The lament of golfers who “played well on the front nine then blew up on the back” is all too familiar to teaching pro and consultant David Lawrence. Lawrence’s first piece of advice for players whose opening nine routinely seems sharper and lower-scoring than their back is to assess the fatigue factor. Did you rush more shots? Lose concentration? Hit without knowing the hazards ahead of you? Fail to read each putt, even when you had plenty of time?
“One question I always ask,” says Lawrence, “is whether they got angry or visibly upset on that back nine. That’s a sign of fatigue, because you need energy to keep your emotions together. When somebody throws a club, for example, that’s usually a sign of extreme fatigue,” he says. Keep the weary-golf blues away by following Lawrence’s five basic steps.

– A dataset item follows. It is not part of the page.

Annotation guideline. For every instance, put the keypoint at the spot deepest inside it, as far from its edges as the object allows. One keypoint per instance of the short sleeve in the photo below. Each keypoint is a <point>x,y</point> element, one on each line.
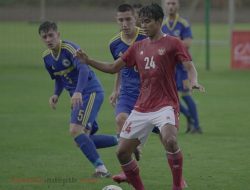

1) Stretch before you play. “The average golfer’s minute or two stretching is totally insufficient,” says Lawrence. “It works for about three swings. Staying sharp requires full blood flow, and to get that you need a half-hour of stretching. Do it at home, watching the sports highlights, and stretch the entire body.”
2) Eat the right foods. “Fruits, juices and a light breakfast or lunch will keep your energy from being diverted from golf and spent on digestion,” he says. An apple should be your quick energy food, a banana gives you extended energy. Keep them in your golf bag and don’t worry if they get a little warm.
3) Hydrate constantly. “If you actually feel thirsty, it’s too late–you’ve already stressed your body. Drink water as a habit, not a response to thirst.”
4) Practice thinking. “Much of your energy in a round of golf goes to analyzing and preparing. Whenever you practice or warm up, short game or long game,” he advises, “make sure you’re thinking about targets, yardage, putt speed… all the considerations you’ll need to make during the round.”
5) Manage expectations. “I’ve seen golfers go from playing their home course, which might have a Slope rating of 130 and where their normal round is 85 or 88, to a resort course that might have a Slope of 120,” says Lawrence. “They head to the tee thinking ‘I’m going to break 80 today.’ That’s a mistake, and a real recipe for mental fatigue.” Play solid golf in those situations, is Lawrence’s advice, and let the score happen.